Blue Ridge Railroad
From ClemsonWiki
The Blue Ridge Railroad was the first rail line to reach the Pendleton District and Fort Hill area, in September 1860. Issuing stock on July 1, 1859, the Blue Ridge Railroad Company constructed a 44.2 mile line between Anderson and West Union, South Carolina via Pendleton, whose town fathers lobbied hard for the line to be routed through their community, and the future site of Seneca. Its closest stop to Fort Hill was Cherry's Crossing, where the line crossed the Seneca River. Plans to build a line through the Rabun Gap in Georgia to connect westward at Knoxville, Tennessee were stymied by the construction of several tunnels including the never-completed one-mile Stump House Mountain tunnel above Walhalla in the Blue Ridge Mountains. Money for the project ran short, and the onset of the War Between the States in April 1861 halted construction which was never resumed. The line never ran service beyond Walhalla, and in the late 1990s, with the closing of the last textile plant using rail service in Walhalla, it was truncated again at West Union.
In the 1800s, this was the most direct route between Columbia and Clemson. Sports team regularly rode out from Cherry's Crossing.
On August 10, 1871, Thomas Green Clemson, IV, and Anna Maria Calhoun Clemsons' son, Capt. John Calhoun Clemson (b. July 17, 1841), was killed in a train wreck between a passenger train and a lumber or freight train on the Blue Ridge Railroad near the future Seneca, South Carolina. He was 30 and unmarried.

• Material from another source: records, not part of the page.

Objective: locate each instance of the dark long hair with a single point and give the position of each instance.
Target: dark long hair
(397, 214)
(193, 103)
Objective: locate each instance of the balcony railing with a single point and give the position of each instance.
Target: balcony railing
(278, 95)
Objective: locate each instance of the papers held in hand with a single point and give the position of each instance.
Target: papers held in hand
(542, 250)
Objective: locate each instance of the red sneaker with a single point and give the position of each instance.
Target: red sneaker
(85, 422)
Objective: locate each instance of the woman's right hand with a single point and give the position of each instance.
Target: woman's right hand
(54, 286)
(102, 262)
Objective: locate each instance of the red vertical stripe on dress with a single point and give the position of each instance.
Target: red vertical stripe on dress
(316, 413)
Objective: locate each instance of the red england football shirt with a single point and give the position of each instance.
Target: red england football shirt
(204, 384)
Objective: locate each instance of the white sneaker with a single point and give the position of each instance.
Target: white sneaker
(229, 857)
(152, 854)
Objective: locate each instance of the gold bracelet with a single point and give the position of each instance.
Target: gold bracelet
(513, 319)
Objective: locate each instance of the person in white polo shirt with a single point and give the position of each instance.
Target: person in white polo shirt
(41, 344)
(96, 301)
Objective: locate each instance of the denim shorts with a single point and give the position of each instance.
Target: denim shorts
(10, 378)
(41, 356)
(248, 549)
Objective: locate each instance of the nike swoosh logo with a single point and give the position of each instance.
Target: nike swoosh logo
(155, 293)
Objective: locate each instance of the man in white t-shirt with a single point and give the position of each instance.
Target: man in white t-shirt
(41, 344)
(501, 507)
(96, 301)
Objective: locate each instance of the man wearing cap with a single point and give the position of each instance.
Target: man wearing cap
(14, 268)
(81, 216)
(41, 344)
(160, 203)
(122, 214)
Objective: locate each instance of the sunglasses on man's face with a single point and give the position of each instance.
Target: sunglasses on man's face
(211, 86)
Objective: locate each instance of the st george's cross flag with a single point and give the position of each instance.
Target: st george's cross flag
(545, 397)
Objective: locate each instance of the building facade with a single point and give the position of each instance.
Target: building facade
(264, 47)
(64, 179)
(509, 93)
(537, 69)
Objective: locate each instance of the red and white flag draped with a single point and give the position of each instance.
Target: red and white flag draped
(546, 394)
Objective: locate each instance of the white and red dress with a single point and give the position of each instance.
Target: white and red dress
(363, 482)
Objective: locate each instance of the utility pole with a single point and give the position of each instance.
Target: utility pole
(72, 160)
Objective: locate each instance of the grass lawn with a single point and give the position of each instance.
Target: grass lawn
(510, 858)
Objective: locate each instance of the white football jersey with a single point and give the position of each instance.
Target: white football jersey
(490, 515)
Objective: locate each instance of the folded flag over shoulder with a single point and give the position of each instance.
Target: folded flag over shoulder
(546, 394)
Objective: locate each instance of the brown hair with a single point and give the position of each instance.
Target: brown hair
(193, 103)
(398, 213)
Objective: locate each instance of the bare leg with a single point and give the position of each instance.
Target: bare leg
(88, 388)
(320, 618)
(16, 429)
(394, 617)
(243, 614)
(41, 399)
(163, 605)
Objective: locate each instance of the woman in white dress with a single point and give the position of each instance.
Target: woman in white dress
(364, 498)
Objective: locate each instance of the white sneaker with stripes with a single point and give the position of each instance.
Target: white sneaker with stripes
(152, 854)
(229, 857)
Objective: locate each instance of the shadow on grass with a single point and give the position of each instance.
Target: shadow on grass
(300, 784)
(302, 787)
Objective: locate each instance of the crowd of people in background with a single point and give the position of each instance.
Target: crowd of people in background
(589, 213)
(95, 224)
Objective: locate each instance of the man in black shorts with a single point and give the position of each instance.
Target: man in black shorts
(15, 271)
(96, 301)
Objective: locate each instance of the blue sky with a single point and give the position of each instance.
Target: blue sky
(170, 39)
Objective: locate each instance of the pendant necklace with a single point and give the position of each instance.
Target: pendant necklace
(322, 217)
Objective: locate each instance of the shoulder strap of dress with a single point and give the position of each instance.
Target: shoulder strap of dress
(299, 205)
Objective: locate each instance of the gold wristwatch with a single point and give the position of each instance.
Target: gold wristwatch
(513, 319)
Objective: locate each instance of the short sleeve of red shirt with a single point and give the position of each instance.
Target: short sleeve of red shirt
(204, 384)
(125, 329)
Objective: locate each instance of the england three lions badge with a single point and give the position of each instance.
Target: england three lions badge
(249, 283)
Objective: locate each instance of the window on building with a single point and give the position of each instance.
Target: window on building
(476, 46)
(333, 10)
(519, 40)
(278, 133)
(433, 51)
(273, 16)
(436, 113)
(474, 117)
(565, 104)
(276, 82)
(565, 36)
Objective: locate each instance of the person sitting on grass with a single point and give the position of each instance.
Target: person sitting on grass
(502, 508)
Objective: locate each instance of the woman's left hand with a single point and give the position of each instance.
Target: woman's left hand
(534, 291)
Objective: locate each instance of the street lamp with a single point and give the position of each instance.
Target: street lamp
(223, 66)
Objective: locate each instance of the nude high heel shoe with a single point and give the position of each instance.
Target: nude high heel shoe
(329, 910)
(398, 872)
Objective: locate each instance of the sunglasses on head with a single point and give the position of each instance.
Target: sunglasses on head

The line would pass through several corporate identities, including a reorganized Blue Ridge RailWAY, and later as the South Carolina branch (not contiguous) of the Carolina and Northwestern Railway, eventually being absorbed into the Southern Railway System, known as the Z-line, and thence into the Norfolk Southern Company in 1982. It remained the only rail route through the Clemson area until the Atlanta & Richmond Air Line Railway constructed a line through the community of Calhoun opening in 1873, north of the Fort Hill plantation.
We'll call this the Clemson Wiki project's 1,130th article, although it is about six items earlier.